Breaking Down the Squat
“Squatting doesn't hurt your knees; whatever you're doing right now hurts your knees."
- Dan John
We hear it all the time – “Keep your toes pointing straight ahead,” “get your hips down lower,” and “keep your knees behind your toes.” Sometimes you need more than just being told what the squat “should” look like.
We need to under understand that not everyone can or should be squatting the same way. There are multiple factors that need to be looked at.
Squat set up can vary slightly person to person. Generally speaking, whether it’s bodyweight, with a TRX strap, or loaded with a bar/kettlebell/dumbbell, we look for feet to be shoulder width apart, and toes straight ahead or slightly turned out between 0-30 degrees.
As you descend, your hips, knees and ankles should stay in line to minimize stress on joints.
Hip orientation also needs to be considered. Some people’s hip sockets are more forward or to the side (antiversion or retroversion). This is not bad - it is simply normal variance in anatomy. There is also variance in the angle of the neck of the femur relative to the head of the femur, which will affect how much pure hip mobility you have.
Sometimes hip sockets can be more shallow or deep, which will also affect expression of hip mobility. If it feels uncomfortable in the hip joints (pinching, pressure, stuck sensation), we should not be forcing a position (like toes straight). We need to consider hip structure.
In order to squat to parallel (or deeper!), a lot of things need to happen and work together.
Ankle Mobility – knee to wall of 2-4” – otherwise heels might pop up.
Hip Mobility – flexion to greater than 90 degrees, and internal rotation of 20-35 degrees.
Neutral Spine (Think hip hinge) – we want to maintain this through the up and down phases of the squat, to ensure leg muscles are doing the work, and we aren’t putting unwanted stressors on the back. Therefore, squat depth ends when we can no longer maintain neutral spine.

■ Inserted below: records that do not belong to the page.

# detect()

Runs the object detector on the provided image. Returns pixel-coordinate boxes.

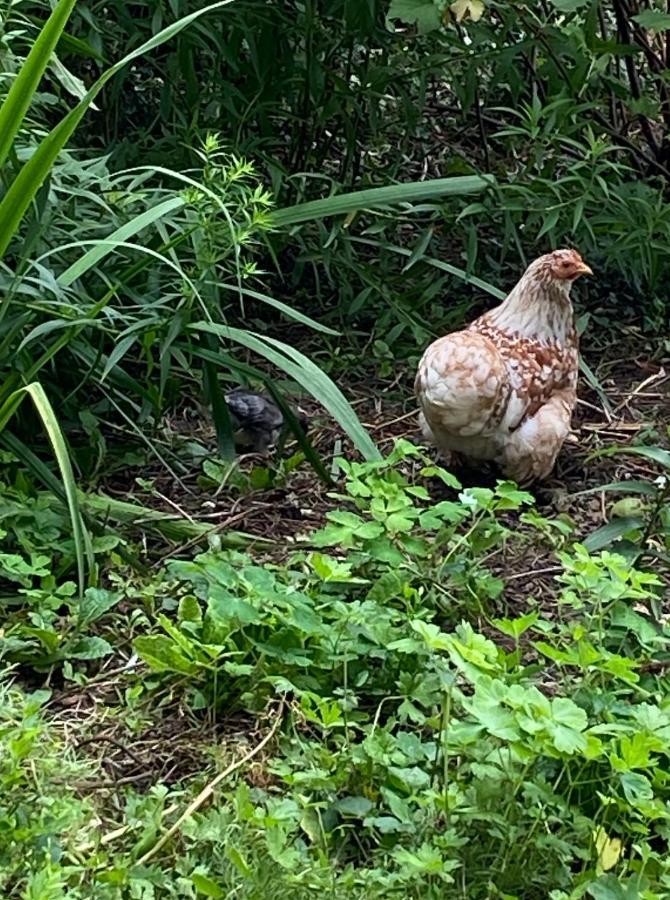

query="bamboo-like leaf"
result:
[270,175,495,228]
[56,197,185,287]
[220,284,340,337]
[190,322,381,460]
[0,381,93,594]
[0,0,76,166]
[0,0,234,258]
[588,447,670,469]
[352,237,507,300]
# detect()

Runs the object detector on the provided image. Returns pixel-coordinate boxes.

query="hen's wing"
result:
[503,387,577,485]
[414,331,510,450]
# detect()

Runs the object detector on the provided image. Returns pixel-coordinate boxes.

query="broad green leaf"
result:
[589,447,670,469]
[449,0,486,22]
[77,588,121,628]
[0,382,94,593]
[593,828,623,872]
[65,636,114,660]
[191,872,226,900]
[550,0,589,12]
[583,516,644,553]
[133,634,198,675]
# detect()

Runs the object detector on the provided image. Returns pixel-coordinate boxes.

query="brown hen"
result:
[415,250,593,484]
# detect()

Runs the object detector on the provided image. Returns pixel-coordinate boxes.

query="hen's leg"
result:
[502,388,577,484]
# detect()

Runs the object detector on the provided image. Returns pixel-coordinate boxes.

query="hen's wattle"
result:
[415,250,591,484]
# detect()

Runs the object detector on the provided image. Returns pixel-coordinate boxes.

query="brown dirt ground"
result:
[53,331,670,808]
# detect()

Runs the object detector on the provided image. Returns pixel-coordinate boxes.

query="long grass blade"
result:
[190,322,382,461]
[270,175,495,228]
[0,0,239,258]
[351,237,507,300]
[0,0,77,166]
[56,197,186,287]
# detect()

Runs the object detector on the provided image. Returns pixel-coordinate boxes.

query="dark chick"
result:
[226,388,307,453]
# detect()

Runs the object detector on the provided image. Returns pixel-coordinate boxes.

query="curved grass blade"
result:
[219,284,340,337]
[0,0,239,258]
[351,237,507,300]
[56,197,186,287]
[270,175,495,228]
[191,348,333,485]
[0,0,77,166]
[587,447,670,469]
[190,322,382,462]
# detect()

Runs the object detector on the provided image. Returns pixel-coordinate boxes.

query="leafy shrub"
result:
[129,442,670,898]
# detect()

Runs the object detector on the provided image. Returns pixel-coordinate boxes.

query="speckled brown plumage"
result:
[415,250,591,484]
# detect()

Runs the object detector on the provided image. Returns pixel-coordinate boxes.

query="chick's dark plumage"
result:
[226,388,306,453]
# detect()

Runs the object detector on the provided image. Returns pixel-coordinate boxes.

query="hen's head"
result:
[528,250,593,285]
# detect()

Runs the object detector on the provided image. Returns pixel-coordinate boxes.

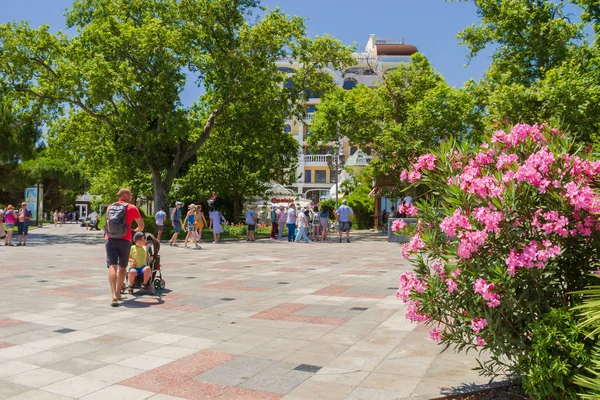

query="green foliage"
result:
[344,185,375,229]
[0,0,352,212]
[574,275,600,400]
[309,53,483,184]
[520,308,593,399]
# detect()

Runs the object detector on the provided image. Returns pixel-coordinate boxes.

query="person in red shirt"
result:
[104,189,144,307]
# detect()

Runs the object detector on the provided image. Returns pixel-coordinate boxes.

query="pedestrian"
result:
[319,206,330,242]
[285,203,296,242]
[208,206,225,244]
[312,205,321,242]
[169,201,183,247]
[381,210,389,235]
[271,206,279,240]
[0,208,6,239]
[194,204,207,242]
[246,204,258,242]
[183,204,198,249]
[4,204,17,246]
[295,208,310,243]
[104,189,144,307]
[277,206,287,240]
[17,202,32,246]
[154,207,167,242]
[335,200,354,243]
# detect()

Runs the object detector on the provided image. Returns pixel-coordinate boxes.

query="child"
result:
[127,232,153,294]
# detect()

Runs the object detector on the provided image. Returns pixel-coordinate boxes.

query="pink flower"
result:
[429,328,442,342]
[471,318,487,333]
[446,278,458,293]
[440,208,471,238]
[565,182,594,210]
[406,300,429,322]
[396,271,427,303]
[392,219,406,232]
[400,169,408,182]
[400,233,425,258]
[473,278,500,308]
[473,207,504,233]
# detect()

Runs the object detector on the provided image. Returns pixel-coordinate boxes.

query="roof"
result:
[375,44,419,56]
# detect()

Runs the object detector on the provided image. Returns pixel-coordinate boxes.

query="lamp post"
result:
[325,147,341,210]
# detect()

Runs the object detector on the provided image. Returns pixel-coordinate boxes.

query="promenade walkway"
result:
[0,225,500,400]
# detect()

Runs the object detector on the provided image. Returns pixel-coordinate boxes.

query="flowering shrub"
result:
[397,124,600,396]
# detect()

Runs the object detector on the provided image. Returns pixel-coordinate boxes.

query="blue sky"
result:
[0,0,592,104]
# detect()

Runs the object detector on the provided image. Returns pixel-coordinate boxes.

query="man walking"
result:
[271,206,279,240]
[277,206,287,240]
[169,201,183,247]
[17,202,32,246]
[154,207,167,242]
[285,203,296,242]
[335,200,354,243]
[104,189,144,307]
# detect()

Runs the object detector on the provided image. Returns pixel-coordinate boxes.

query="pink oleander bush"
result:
[397,124,600,398]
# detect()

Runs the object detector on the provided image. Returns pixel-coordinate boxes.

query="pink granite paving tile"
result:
[275,268,306,273]
[0,318,25,328]
[158,303,202,312]
[38,289,95,299]
[219,386,283,400]
[121,351,236,393]
[279,315,316,324]
[342,270,381,276]
[338,293,387,299]
[163,379,230,400]
[313,285,352,296]
[310,317,350,325]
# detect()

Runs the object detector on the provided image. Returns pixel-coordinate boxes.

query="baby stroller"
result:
[121,233,166,293]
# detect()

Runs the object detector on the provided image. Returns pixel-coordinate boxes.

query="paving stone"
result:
[0,224,502,400]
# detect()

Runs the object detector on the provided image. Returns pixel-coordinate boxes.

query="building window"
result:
[343,78,358,90]
[315,170,327,183]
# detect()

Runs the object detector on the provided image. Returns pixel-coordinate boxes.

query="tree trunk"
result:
[232,193,242,222]
[152,176,171,214]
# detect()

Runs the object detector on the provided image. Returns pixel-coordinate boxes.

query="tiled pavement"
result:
[0,225,500,400]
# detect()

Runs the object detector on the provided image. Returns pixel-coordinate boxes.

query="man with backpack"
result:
[104,189,144,307]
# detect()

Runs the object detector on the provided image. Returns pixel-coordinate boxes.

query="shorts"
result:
[17,222,29,235]
[129,265,147,275]
[104,238,131,268]
[340,222,350,232]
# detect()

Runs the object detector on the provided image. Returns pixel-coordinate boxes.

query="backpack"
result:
[104,203,129,239]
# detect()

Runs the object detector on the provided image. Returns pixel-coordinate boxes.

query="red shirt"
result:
[104,201,142,242]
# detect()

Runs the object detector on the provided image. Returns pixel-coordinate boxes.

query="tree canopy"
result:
[0,0,351,211]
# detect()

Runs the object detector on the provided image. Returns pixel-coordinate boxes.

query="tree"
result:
[0,0,351,212]
[309,53,483,184]
[458,0,583,85]
[180,104,298,219]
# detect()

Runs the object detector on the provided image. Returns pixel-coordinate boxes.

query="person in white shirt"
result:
[285,203,296,242]
[296,208,310,243]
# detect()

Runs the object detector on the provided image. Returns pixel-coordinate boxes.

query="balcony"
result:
[298,154,342,166]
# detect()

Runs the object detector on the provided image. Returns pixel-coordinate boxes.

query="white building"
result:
[277,35,418,200]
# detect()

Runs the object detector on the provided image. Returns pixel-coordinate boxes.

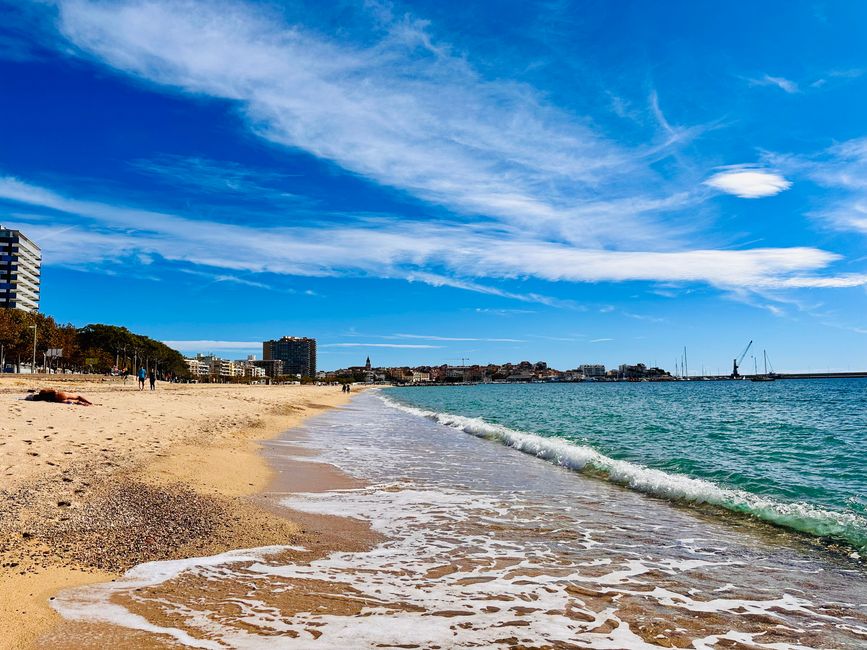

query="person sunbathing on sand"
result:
[24,388,92,406]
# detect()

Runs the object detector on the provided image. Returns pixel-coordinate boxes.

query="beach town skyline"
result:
[0,0,867,650]
[0,0,867,371]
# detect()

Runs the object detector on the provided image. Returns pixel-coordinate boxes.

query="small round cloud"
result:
[704,169,792,199]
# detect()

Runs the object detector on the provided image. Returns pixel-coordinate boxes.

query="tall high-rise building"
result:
[262,336,316,377]
[0,226,42,311]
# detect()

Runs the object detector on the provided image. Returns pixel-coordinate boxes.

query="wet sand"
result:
[0,376,356,648]
[37,404,382,650]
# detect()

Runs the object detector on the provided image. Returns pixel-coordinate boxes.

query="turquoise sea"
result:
[52,388,867,650]
[386,379,867,555]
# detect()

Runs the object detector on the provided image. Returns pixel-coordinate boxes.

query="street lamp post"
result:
[30,325,36,375]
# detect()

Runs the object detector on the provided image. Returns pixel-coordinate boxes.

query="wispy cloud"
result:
[47,0,694,246]
[0,177,863,292]
[131,155,299,201]
[473,307,536,316]
[749,74,800,95]
[704,165,792,199]
[768,138,867,234]
[620,311,665,323]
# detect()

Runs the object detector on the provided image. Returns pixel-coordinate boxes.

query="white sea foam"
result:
[377,392,867,552]
[49,392,867,650]
[51,546,294,650]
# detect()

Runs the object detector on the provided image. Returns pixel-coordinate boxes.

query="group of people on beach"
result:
[138,366,157,390]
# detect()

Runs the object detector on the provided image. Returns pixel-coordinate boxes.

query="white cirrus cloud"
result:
[748,74,801,95]
[0,177,867,294]
[704,167,792,199]
[45,0,697,246]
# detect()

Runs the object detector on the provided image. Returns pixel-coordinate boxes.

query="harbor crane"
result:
[731,341,753,379]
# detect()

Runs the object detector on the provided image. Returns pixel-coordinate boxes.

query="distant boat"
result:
[750,350,777,381]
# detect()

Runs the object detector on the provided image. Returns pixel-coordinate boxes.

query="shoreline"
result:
[0,377,355,648]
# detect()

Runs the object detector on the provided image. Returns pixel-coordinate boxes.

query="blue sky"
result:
[0,0,867,372]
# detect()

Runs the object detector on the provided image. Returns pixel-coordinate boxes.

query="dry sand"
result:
[0,376,349,648]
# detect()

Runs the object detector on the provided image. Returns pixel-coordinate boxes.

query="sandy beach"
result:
[0,376,356,648]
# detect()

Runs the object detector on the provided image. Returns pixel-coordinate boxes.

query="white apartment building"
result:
[0,226,42,312]
[578,363,605,377]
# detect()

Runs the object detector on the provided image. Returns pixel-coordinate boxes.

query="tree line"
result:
[0,308,189,378]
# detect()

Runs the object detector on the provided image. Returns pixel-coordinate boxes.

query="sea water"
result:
[388,379,867,553]
[54,383,867,650]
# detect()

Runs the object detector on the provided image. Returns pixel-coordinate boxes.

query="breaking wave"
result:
[377,391,867,558]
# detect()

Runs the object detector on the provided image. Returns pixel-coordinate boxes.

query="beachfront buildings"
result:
[262,336,316,378]
[184,354,266,381]
[578,363,605,379]
[0,226,42,312]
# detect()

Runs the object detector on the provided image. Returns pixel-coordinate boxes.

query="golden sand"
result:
[0,376,349,648]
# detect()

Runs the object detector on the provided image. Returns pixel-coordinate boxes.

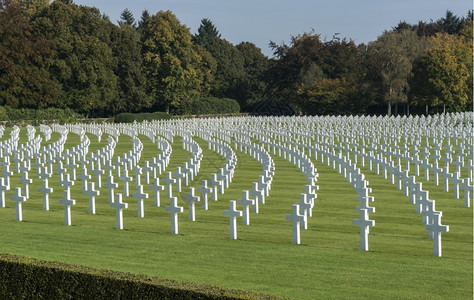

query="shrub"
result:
[0,106,83,122]
[183,97,240,115]
[0,254,276,299]
[115,111,171,123]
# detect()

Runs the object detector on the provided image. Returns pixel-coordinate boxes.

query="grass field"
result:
[0,128,473,299]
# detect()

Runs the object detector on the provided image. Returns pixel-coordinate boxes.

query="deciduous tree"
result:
[142,11,202,112]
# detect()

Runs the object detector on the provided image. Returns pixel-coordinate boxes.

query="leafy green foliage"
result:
[0,0,58,108]
[142,11,202,112]
[0,0,473,117]
[206,38,245,99]
[411,34,472,111]
[192,19,221,47]
[34,1,117,114]
[108,24,151,115]
[183,97,240,115]
[0,106,83,123]
[119,8,137,27]
[115,112,171,123]
[0,254,279,299]
[368,30,426,116]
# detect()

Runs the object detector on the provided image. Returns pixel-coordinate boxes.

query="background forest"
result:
[0,0,473,117]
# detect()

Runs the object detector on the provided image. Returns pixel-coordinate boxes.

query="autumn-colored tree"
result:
[368,29,426,116]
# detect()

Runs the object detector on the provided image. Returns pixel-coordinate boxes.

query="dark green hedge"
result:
[0,106,83,122]
[0,254,284,299]
[182,97,240,115]
[115,111,171,123]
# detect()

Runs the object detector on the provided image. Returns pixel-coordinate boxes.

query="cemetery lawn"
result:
[0,128,473,299]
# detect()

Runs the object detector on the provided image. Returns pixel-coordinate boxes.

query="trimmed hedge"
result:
[0,106,83,122]
[183,97,240,115]
[115,111,171,123]
[0,254,281,299]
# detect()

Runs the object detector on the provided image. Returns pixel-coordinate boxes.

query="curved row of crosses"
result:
[0,114,473,256]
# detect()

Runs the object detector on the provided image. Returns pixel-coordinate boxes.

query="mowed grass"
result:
[0,128,473,299]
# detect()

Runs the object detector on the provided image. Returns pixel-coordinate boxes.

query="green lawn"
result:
[0,128,473,299]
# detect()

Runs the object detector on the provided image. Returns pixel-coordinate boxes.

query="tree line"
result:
[0,0,473,117]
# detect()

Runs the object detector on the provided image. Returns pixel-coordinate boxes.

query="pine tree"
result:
[118,8,137,27]
[192,19,221,47]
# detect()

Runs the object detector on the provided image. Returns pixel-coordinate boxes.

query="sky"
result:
[74,0,473,57]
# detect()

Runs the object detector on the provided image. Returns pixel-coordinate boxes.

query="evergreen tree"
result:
[35,1,117,115]
[138,9,150,31]
[368,30,426,116]
[410,32,472,113]
[108,23,150,116]
[141,11,202,113]
[192,19,221,47]
[236,42,268,108]
[118,8,137,27]
[206,38,245,99]
[0,0,59,108]
[440,10,462,34]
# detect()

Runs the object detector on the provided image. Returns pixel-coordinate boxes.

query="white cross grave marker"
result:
[286,203,306,245]
[224,200,242,240]
[352,209,375,251]
[426,212,449,257]
[84,182,100,214]
[237,191,255,225]
[38,177,53,210]
[183,188,199,221]
[59,185,76,226]
[10,187,26,221]
[132,185,148,218]
[197,180,212,210]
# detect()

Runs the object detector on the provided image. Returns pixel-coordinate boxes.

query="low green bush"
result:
[182,97,240,115]
[115,111,171,123]
[0,254,282,299]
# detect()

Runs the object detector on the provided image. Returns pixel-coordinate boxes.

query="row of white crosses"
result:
[260,135,319,244]
[0,117,466,253]
[216,115,460,256]
[256,115,460,256]
[224,138,275,239]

Hip and Pelvis Separation – We want the hips and pelvis and low back to be able to move independently of each other. If that doesn’t happen, we see what’s called an “early butt-wink” which is when the tailbone tucks under, in a posterior pelvic tilt, which contributes to unwanted stress on the low back structures.
Hip Stability – gluteal strength helps control squat stability and balance. If you feel like you’re falling backwards in your squat, it can be because of inefficiency in the glutes to absorb the load.
Tracking – we generally look for knees to track over the toes, without collapsing in, and also without knees coming forward over the tips of the toes. If your knees ache during or after squats, this may be contributing.
“So, how do I know what a proper squat should look like?”
In it’s simplest form, in the position that looks safest in technique and feels the best.
Quick tests you can do with your coach or therapist are a) supported squat and/or hip flexion tests to assess depth, b) frog stretch to assess width, c) knee to wall test for heel elevation, and d) hip airplanes for hip vs pelvis movement, among others.
All of the components mentioned above can be adjusted to keep you lifting, while we add corrective exercises or therapy into your program to help improve your mobility, strength, and control.